BLY

BLY

Pentester
CTF player
HackTheBox
PentesterLab
THM

Hacking 80% of Sushi Buffets - Critical Vulnerabilities in Management Systems

🔍 The Initial Discovery

I was enjoying my meal when I decided to take a look at the URL of the restaurant’s ordering system. Once home, my curiosity led me to investigate further. I started with something basic: subdomain enumeration.

To my surprise, I discovered something fascinating: all the restaurants from different chains were under the same domain. But not only that, I found multiple subdomains with the xxapi.* pattern that immediately caught my attention.

API subdomains found

🚨 Exposed Swagger: The Gateway

When accessing these API subdomains, I found something that should never be public in production: fully exposed Swagger UI or at least in this context.

For those who don’t know, Swagger is an extremely useful API documentation tool for developers… but one that should never be publicly accessible in a production environment, especially without authentication. (obviously depends on context)

Exposed Swagger UI

And this is where things got really interesting.

What could be done without authentication?

1. 📊 List All Tables and Their Sensitive Data

The /admins/Table/GetTables endpoint allowed obtaining complete information of all restaurant tables:

POST /admins/Table/GetTables

GetTables endpoint response

Exposed information:

  • Unique table and area identifiers
  • Room names and locations
  • Table QR codes
  • Total spending of each table in real-time
  • Products ordered by each customer
  • Payment methods used
  • Account information and passwords

Imagine the implications: an attacker could know exactly how much each table is spending, what they’re eating, and plan targeted attacks.

2. 📱 Manipulate Messages on Tablets

The endpoint allowed modifying messages that appear on customer tablets. This could be used for:

  • Targeted phishing to customers in the restaurant
  • Creating panic or confusion
  • Redirecting to malicious sites
  • Displaying fake offers

3. 💸 Close Tables (Eat for Free!)

One of the most critical findings: it was possible to close tables remotely without paying. An attacker could:

  1. Sit at a table
  2. Order whatever they wanted
  3. Close the bill remotely using the API
  4. Leave without paying

This represents a direct financial risk for establishments.

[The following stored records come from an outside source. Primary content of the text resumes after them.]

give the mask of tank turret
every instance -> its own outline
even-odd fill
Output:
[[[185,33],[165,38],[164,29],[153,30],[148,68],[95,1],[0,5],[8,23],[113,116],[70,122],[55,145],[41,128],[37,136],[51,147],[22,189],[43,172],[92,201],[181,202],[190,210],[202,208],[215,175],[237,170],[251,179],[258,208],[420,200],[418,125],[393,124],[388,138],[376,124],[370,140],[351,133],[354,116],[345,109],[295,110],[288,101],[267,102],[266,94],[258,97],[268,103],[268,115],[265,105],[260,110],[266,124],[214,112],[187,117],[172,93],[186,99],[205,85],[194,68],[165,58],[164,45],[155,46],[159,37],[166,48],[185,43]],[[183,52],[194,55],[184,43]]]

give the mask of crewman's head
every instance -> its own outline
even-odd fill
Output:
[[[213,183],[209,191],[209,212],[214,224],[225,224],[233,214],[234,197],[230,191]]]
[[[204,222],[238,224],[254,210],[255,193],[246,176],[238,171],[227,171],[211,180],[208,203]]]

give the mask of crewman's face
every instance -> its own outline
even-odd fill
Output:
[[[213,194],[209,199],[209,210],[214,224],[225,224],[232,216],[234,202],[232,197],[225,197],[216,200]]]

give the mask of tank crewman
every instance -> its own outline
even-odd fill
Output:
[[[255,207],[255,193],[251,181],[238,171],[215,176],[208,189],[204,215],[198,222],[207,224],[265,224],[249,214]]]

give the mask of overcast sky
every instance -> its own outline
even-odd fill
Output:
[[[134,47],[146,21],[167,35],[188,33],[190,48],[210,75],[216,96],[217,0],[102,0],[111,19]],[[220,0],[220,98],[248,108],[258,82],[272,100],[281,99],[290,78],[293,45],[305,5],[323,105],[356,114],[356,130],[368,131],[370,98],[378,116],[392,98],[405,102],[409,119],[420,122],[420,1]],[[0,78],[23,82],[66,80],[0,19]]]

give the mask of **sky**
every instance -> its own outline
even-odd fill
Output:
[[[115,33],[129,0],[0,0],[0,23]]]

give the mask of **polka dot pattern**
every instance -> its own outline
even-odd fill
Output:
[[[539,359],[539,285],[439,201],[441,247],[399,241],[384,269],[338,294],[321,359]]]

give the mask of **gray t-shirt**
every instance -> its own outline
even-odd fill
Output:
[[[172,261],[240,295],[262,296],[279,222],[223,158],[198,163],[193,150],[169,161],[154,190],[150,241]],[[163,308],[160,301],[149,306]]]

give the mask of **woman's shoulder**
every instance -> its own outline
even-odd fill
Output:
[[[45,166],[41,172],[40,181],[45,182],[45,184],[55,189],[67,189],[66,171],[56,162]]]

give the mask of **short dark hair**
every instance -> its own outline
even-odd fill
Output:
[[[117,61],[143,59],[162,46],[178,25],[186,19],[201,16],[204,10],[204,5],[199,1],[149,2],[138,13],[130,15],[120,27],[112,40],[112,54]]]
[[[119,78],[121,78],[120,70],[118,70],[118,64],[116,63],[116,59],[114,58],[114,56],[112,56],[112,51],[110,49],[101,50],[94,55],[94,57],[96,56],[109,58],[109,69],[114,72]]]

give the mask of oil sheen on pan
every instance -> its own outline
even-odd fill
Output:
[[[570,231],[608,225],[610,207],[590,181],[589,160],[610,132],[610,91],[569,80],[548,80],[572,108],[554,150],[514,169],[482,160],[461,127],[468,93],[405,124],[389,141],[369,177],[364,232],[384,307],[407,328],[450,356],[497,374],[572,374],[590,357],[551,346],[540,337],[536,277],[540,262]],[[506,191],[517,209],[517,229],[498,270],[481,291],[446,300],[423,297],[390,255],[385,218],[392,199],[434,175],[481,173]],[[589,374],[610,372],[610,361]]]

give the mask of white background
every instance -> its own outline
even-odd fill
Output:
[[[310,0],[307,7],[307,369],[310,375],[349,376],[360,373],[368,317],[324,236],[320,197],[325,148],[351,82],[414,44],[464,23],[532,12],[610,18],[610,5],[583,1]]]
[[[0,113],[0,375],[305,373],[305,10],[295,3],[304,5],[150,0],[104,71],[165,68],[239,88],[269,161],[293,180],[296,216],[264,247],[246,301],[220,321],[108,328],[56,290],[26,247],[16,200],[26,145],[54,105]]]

4. 💰 Modify Prices and Menus

The exposed endpoints also allowed:

  • Changing product prices
  • Modifying menu descriptions
  • Adding or removing products
  • Altering the entire restaurant menu

🗺️ Scope of the Problem

The most concerning aspect of all this is the scope. During my investigation, I discovered that:

  • Multiple restaurants use the same infrastructure
  • All shared the same vulnerabilities
  • The API was accessible from anywhere with an Internet connection
  • There were no apparent intrusion detection systems
  • No rate limiting existed

This means an attacker could:

  • Extract data from all restaurants en masse
  • Automate attacks against multiple establishments
  • Cause significant financial losses
  • Compromise the privacy of thousands of customers

🛡️ Responsible Disclosure

It’s important to note that this vulnerability has been responsibly reported to the software provider. As an ethical security researcher, my goal is never to cause harm, but to help improve system security.

💭 Final Thoughts

This case is a perfect example of how development convenience can seriously compromise security. Leaving Swagger exposed in production is like leaving your house blueprint on the front door with all the locks marked.

Lessons Learned:

  1. Security must be a priority from design: It’s not something added later.
  2. API documentation is for development, not production: Tools like Swagger should be disabled in production environments.
  3. Every endpoint must have authentication: Especially those handling sensitive operations.
  4. The principle of defense in depth is crucial: A single layer of security is not enough.

🚀 Conclusion

What started as simple curiosity during a sushi meal turned into the discovery of critical vulnerabilities affecting a significant portion of the industry. This finding demonstrates that:

  • Modern POS (Point of Sale) systems are as vulnerable as any other web application
  • API security remains a pending subject in many organizations
  • Responsible disclosure is essential to improve security for everyone

And remember: next time you order sushi from a tablet, think about everything behind that simple interface. 🍣🔒

Note: All images have been edited to protect the identity of the affected establishments. Specific information that could identify the companies has been redacted.

This article is published for educational and security awareness purposes. No information is included that would facilitate the exploitation of these vulnerabilities.